Menjelang senja, akhirnya Tang Ning berhasil membuat dinding busur yang layak. Selanjutnya tinggal memasang senar dan mekanisme pelatuk, lalu uji coba menembak.
Melihat hari mulai gelap, Tang Ning menghela napas, mengusap mata yang bengkak, makan malam dalam diam meski semua orang menatap heran, lalu langsung tidur.
Hanya dalam mimpi, ia bisa bertemu dengan orang yang selalu dirindukannya...
Entah mengapa, wanita itu dalam mimpinya selalu mengulang kalimat yang sama, "Kita pasti akan bertemu lagi..."
Keesokan paginya, Tang Ning bangun sendiri. Di sampingnya, Si Batu Kecil masih terlelap, sedangkan Li Zi tidak ada, mungkin tidur di rumah Kakek Li.
Mereka berdua memang bukan keluarga kandung, tapi setelah sekian lama, hubungan mereka tak jauh beda.

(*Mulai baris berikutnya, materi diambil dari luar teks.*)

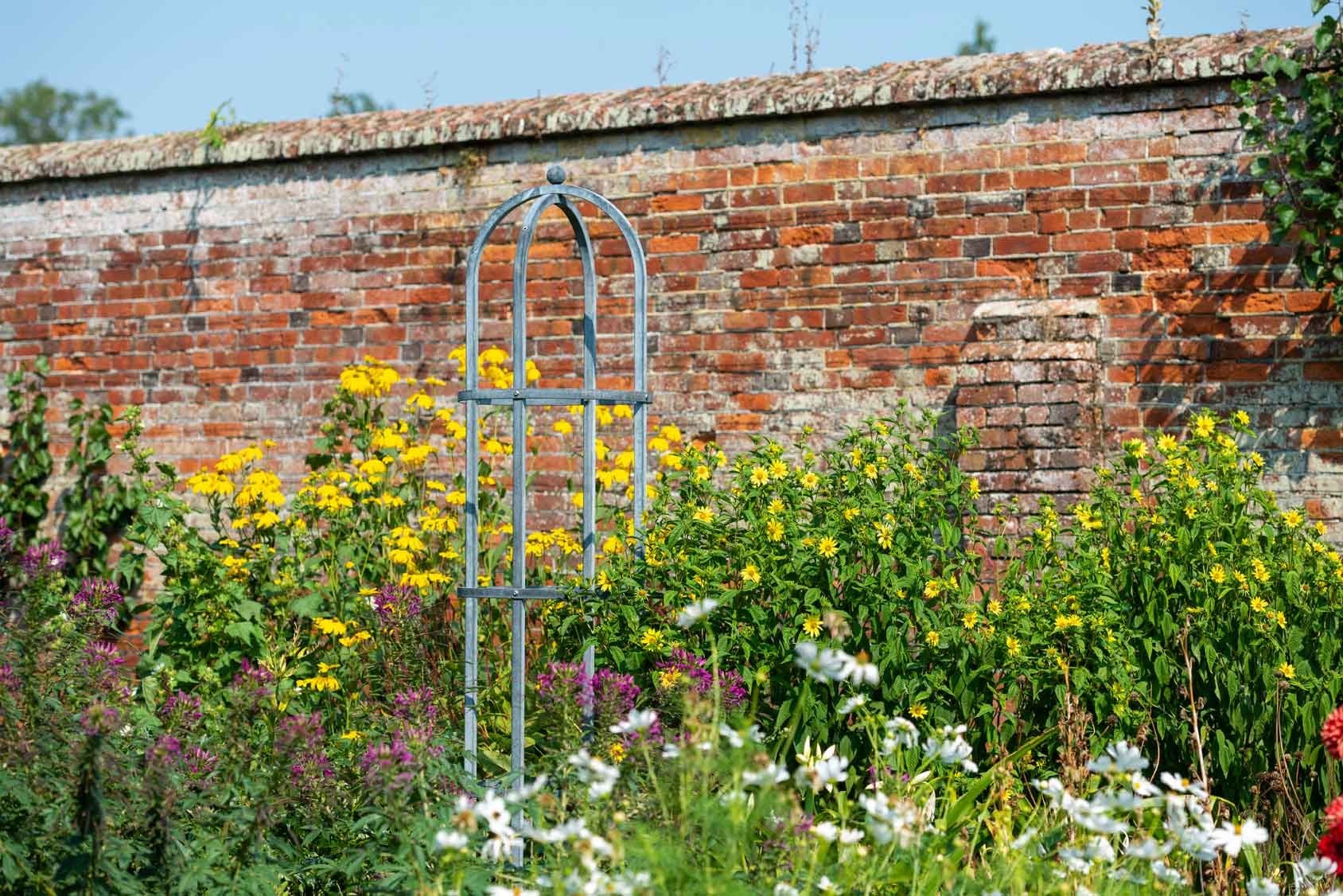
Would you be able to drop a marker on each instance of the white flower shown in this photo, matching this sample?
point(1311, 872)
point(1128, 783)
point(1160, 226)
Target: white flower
point(493, 812)
point(950, 749)
point(1315, 868)
point(636, 720)
point(851, 704)
point(1118, 759)
point(500, 845)
point(1232, 837)
point(1200, 844)
point(1165, 874)
point(599, 777)
point(450, 840)
point(825, 773)
point(696, 611)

Setidaknya Li Zi menganggap Kakek Li sebagai kakek sendiri, dan Kakek Li pun memperlakukan Li Zi layaknya cucu kandung.
Meski ia sendiri sudah tak sanggup, urusan merawat hanya bisa dibantu para pelarian lain di desa.
Paman Sapi sedang melakukan pemanasan di halaman. Melihat Tang Ning keluar, ia mengangguk. Tang Ning pun tersenyum dan menyapa, "Pagi, Paman Sapi." Setelah itu, ia menguap dan membungkuk untuk mengambil keranjang bambu dan kapak, bersiap ke hutan mencari kayu bakar.

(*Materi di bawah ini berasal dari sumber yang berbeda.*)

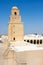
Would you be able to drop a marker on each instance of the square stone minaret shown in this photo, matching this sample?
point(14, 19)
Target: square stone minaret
point(15, 27)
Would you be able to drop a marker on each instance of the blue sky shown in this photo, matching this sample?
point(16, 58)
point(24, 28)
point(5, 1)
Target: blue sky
point(31, 12)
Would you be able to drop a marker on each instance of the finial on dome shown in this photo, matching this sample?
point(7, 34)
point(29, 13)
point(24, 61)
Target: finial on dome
point(14, 7)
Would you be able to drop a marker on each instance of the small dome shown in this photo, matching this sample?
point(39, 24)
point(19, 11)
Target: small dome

Melihat itu, Paman Sapi berkata, "Tunggu dulu, jangan pergi."
Tang Ning bingung, namun tetap berdiri menunggu, memperhatikan Paman Sapi berlatih tinju.
Gerakan tinju Paman Sapi sederhana tanpa hiasan, berkali-kali Tang Ning berpikir mungkin Paman Sapi adalah pendekar luar biasa, mengingat latar belakang masa Dinasti Song Utara seperti dalam kisah para pendekar...
Tapi ia kecewa, karena setiap Paman Sapi mengayunkan tinju tak ada efek luar biasa, bahkan berdiri di sampingnya pun Tang Ning nyaris tak merasakan hembusan angin pukulan.
Melihat gerakan Paman Sapi hampir selesai, Tang Ning bergegas masuk ke rumah mengambil saputangan kuning, lalu menyerahkannya ketika Paman Sapi selesai.
Paman Sapi hanya mengangguk, mengelap keringat di dahi, lalu berkata, "Hari ini jangan ke gunung dulu."
Orangnya memang tak banyak bicara, Tang Ning ingin bertanya alasannya, namun melihat Paman Sapi enggan menjelaskan lebih lanjut, ia pun mengurungkan niat dan pergi ke hutan mencari buah liar.
Kiwi liar di hutan ternyata belum sebesar genggaman, kecil sekali hingga Tang Ning merasa itu mirip dirinya kini.
Ada juga buah asam, tapi itu agak merepotkan, kalau belum matang rasanya sangat sepat, harus direndam garam beberapa hari sebelum bisa dimakan.
Tak banyak yang bisa dimakan di hutan, kebanyakan belum matang atau harus dipanjat untuk memetiknya. Mengingat lintah yang menyebalkan, Tang Ning pun enggan memanjat pohon.
Dengan mulut asam segar akibat kiwi liar, Tang Ning kembali ke rumah. Pisau pendek Paman Sapi entah dibawa ke mana, jadi ia memutuskan mencari Kakek Li.
Busur tangan yang dibuat sebelumnya sudah rusak setelah satu kali tembakan, kini ia ingin membongkar mekanisme pelatuknya untuk dipasang pada busur tangan barunya, mencoba melihat hasilnya.